The Lasting Impact of the Hoax Turned Cultural Event

Regardless, I remember going to bed terrified after watching reruns of the special and thinking about the respected pathologist who claimed that the body was almost certainly inhuman, with even effects maestro Stan Winston commenting on how difficult it would be to recreate some of these visuals through practical puppetry. That’s not even mentioning Jonathan Frakes’ dramatic hyping up of the disturbing imagery as if he was talking about the tape from The Ring, with his spooky demeanor here likely being responsible for his later role as the host of Beyond Belief: Fact or Fiction a few years later.
Personally, I’d argue that the Alien Autopsy phenomenon had just as much of an impact on me as a horror fan as The Blair Witch Project, a film that was almost certainly influenced by the success of this immensely popular hoax (to the point where they even produced their own TV special commenting on Heather’s found footage). Even if Fox didn’t intend to produce a narrative feature about the aftermath of the Roswell crash, the end product still holds up remarkably well as a highly entertaining mockumentary exploring the idea that we may not be alone in the universe.

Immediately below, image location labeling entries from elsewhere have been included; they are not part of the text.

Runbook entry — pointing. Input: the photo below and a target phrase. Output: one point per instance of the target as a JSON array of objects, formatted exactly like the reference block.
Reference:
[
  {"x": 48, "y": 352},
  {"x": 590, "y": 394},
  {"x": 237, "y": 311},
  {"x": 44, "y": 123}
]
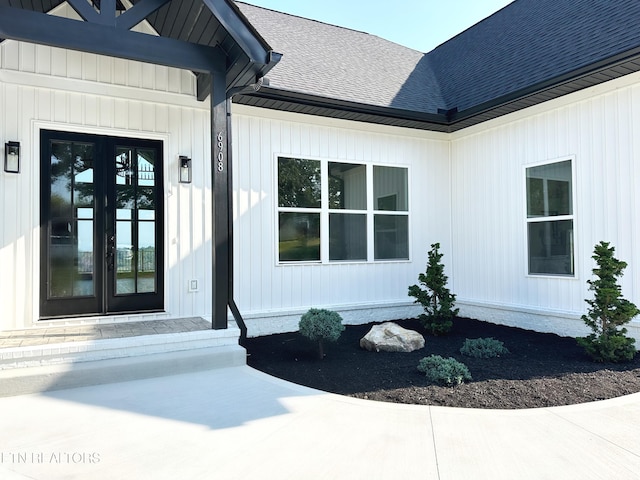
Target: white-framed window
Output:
[
  {"x": 335, "y": 211},
  {"x": 550, "y": 219}
]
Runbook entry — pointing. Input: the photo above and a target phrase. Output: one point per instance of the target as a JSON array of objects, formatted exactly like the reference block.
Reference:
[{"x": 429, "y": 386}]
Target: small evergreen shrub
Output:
[
  {"x": 483, "y": 348},
  {"x": 445, "y": 371},
  {"x": 608, "y": 311},
  {"x": 320, "y": 325},
  {"x": 436, "y": 299}
]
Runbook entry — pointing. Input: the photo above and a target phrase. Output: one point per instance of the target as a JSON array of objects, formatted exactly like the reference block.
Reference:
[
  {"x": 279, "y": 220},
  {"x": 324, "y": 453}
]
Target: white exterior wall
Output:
[
  {"x": 272, "y": 297},
  {"x": 599, "y": 129},
  {"x": 43, "y": 87}
]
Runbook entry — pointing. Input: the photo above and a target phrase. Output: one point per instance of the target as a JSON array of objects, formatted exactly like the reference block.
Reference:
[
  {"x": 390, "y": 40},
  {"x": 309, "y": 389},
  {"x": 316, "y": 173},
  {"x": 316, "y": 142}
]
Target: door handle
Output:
[{"x": 111, "y": 248}]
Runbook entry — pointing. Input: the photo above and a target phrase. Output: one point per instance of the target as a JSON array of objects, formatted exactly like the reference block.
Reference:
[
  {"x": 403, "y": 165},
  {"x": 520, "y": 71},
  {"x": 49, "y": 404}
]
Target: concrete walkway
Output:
[{"x": 237, "y": 423}]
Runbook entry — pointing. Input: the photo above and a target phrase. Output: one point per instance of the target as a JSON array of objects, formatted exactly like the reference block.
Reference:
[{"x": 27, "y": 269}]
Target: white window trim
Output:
[
  {"x": 325, "y": 211},
  {"x": 573, "y": 217}
]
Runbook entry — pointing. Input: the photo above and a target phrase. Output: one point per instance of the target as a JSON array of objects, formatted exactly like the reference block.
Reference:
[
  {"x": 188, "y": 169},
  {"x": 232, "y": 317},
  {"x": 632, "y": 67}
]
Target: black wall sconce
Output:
[
  {"x": 12, "y": 157},
  {"x": 185, "y": 169}
]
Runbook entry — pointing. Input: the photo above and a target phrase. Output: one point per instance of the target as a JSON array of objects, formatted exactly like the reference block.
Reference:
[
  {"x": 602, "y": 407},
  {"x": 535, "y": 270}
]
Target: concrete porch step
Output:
[{"x": 55, "y": 366}]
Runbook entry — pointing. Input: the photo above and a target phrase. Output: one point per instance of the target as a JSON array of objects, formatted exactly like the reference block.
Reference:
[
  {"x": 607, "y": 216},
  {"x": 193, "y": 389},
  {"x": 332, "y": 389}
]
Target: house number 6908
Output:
[{"x": 220, "y": 145}]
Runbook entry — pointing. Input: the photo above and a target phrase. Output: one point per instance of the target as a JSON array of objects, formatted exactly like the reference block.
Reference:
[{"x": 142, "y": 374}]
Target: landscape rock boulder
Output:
[{"x": 391, "y": 337}]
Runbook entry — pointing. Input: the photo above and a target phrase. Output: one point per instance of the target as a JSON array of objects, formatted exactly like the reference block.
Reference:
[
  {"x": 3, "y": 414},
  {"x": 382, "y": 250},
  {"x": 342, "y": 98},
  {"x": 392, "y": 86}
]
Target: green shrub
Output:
[
  {"x": 320, "y": 325},
  {"x": 483, "y": 348},
  {"x": 445, "y": 371},
  {"x": 436, "y": 299},
  {"x": 608, "y": 311}
]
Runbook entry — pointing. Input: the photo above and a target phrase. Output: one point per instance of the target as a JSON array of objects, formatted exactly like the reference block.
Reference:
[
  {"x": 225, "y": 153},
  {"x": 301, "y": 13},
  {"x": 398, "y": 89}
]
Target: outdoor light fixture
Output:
[
  {"x": 185, "y": 169},
  {"x": 12, "y": 157}
]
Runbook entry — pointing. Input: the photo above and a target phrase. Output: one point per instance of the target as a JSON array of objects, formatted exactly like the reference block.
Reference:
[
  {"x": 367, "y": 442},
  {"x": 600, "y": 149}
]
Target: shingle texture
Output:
[
  {"x": 338, "y": 63},
  {"x": 520, "y": 46}
]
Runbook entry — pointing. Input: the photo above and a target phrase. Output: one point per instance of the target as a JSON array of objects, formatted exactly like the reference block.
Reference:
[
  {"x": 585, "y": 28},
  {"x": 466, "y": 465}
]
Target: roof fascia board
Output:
[
  {"x": 545, "y": 85},
  {"x": 240, "y": 29},
  {"x": 138, "y": 12},
  {"x": 33, "y": 27},
  {"x": 270, "y": 93}
]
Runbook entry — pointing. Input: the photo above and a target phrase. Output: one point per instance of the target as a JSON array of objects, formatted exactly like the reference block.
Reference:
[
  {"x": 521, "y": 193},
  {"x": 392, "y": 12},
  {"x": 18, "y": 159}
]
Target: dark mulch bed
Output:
[{"x": 542, "y": 369}]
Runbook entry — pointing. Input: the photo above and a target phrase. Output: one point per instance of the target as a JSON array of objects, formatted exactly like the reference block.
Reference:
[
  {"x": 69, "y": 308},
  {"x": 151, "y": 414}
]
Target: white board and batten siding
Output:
[
  {"x": 56, "y": 89},
  {"x": 273, "y": 296},
  {"x": 599, "y": 130}
]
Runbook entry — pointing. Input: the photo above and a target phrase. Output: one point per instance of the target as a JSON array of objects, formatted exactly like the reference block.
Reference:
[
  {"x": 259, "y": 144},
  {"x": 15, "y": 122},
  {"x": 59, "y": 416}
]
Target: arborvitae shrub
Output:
[
  {"x": 608, "y": 311},
  {"x": 436, "y": 299}
]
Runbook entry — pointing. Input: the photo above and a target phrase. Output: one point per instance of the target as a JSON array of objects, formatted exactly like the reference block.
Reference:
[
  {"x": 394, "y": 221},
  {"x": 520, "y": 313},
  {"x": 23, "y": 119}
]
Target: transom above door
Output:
[{"x": 101, "y": 225}]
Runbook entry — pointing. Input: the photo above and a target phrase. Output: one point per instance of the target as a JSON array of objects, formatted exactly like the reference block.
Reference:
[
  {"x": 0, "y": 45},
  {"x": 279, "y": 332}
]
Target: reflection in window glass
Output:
[
  {"x": 71, "y": 229},
  {"x": 391, "y": 237},
  {"x": 549, "y": 190},
  {"x": 390, "y": 189},
  {"x": 550, "y": 240},
  {"x": 146, "y": 281},
  {"x": 299, "y": 237},
  {"x": 347, "y": 186},
  {"x": 551, "y": 247},
  {"x": 347, "y": 236},
  {"x": 299, "y": 183}
]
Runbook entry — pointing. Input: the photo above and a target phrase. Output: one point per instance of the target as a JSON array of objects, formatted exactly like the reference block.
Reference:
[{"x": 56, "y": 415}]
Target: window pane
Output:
[
  {"x": 347, "y": 236},
  {"x": 549, "y": 190},
  {"x": 347, "y": 186},
  {"x": 299, "y": 237},
  {"x": 390, "y": 189},
  {"x": 299, "y": 183},
  {"x": 391, "y": 237},
  {"x": 551, "y": 247}
]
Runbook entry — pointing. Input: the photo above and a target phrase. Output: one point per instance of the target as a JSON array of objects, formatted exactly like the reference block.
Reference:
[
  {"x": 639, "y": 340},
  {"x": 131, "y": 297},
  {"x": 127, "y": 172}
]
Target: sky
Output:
[{"x": 418, "y": 24}]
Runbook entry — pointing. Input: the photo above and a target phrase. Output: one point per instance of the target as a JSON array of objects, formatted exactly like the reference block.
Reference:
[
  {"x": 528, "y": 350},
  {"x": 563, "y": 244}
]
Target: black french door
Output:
[{"x": 101, "y": 213}]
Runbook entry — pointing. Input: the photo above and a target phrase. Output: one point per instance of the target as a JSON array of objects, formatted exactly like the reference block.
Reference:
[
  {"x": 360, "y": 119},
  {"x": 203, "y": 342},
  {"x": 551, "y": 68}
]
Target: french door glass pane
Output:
[
  {"x": 551, "y": 247},
  {"x": 146, "y": 257},
  {"x": 135, "y": 221},
  {"x": 391, "y": 237},
  {"x": 71, "y": 234},
  {"x": 299, "y": 236},
  {"x": 347, "y": 236}
]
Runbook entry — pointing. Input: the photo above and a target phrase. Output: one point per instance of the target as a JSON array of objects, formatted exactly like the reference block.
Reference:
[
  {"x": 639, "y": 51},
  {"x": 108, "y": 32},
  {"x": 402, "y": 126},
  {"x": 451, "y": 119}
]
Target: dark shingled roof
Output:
[{"x": 526, "y": 53}]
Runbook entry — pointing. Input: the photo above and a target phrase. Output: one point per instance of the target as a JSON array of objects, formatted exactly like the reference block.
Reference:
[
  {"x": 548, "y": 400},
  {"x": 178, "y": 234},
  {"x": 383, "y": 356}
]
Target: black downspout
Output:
[{"x": 232, "y": 304}]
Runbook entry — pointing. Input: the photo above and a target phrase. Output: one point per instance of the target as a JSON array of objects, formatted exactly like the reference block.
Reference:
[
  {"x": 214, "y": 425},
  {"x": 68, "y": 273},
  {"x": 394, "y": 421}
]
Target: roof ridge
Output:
[{"x": 332, "y": 25}]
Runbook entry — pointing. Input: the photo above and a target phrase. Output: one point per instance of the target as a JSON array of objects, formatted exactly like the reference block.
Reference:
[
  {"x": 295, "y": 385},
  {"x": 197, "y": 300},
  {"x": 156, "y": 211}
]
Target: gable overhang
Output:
[
  {"x": 447, "y": 120},
  {"x": 204, "y": 36}
]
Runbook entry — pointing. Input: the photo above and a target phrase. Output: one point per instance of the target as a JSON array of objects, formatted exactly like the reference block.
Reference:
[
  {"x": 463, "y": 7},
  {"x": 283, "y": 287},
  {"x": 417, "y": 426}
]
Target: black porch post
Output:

While neither Santilli nor the rest of the production team has ever commented on this, I also think it’s very likely that the idea of a faux Alien Autopsy could have been influenced by Dean Alioto’s The McPherson Tape/UFO Abduction. I’ve already written about how this granddaddy of found footage was co-opted by rogue ufologists who began selling bootlegs of the tape at conventions as if it were real evidence of a close encounter, so it’s not that much of a stretch to imagine that Santilli and company could have heard about this phenomenon and been inspired to come up with their own highly profitable hoax.
At the end of the day, it’s unlikely that the Alien Autopsy film is recreating any real footage from Roswell, but I can still appreciate the short and the accompanying television event as a standalone horror story that still influences the way we see found footage to this very day.
After all, the possibility that something could be real is often much scarier than finding out for sure – and that’s why I think Alien Autopsy: Fact or Fiction is still worth revisiting three decades down the line.